The Checkmarx incident demonstrates the **cascading-disclosure pattern** — one vendor compromise generates 3+ disclosures over weeks as the actors monetise and the vendor catches up. Each disclosure stage requires fresh defender action:

1. *Initial compromise* → assess supplier exposure.
2. *Downstream package compromise* → block / patch affected packages.
3. *Repository data leak* → rotate credentials, audit usage, treat repo data as adversary intel.

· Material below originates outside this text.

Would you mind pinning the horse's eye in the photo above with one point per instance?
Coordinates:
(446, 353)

Cross-reference the related briefings in this archive: `briefings/2026-04-23/bitwarden-cli-compromised-in-ongoing-checkmarx-supply-chain-.md` and `briefings/2026-04-22/malicious-kics-docker-images-and-vs-code-extensions-hit-chec.md`. Treat the Checkmarx campaign as **one incident with three disclosures**, not three separate incidents.

The structural lesson for your supply-chain security strategy is **don't single-vendor**. If your detection-as-code, IaC scanner, SBOM tool, and runtime CWPP all come from one vendor, that vendor becomes the highest-value supply-chain target in your stack.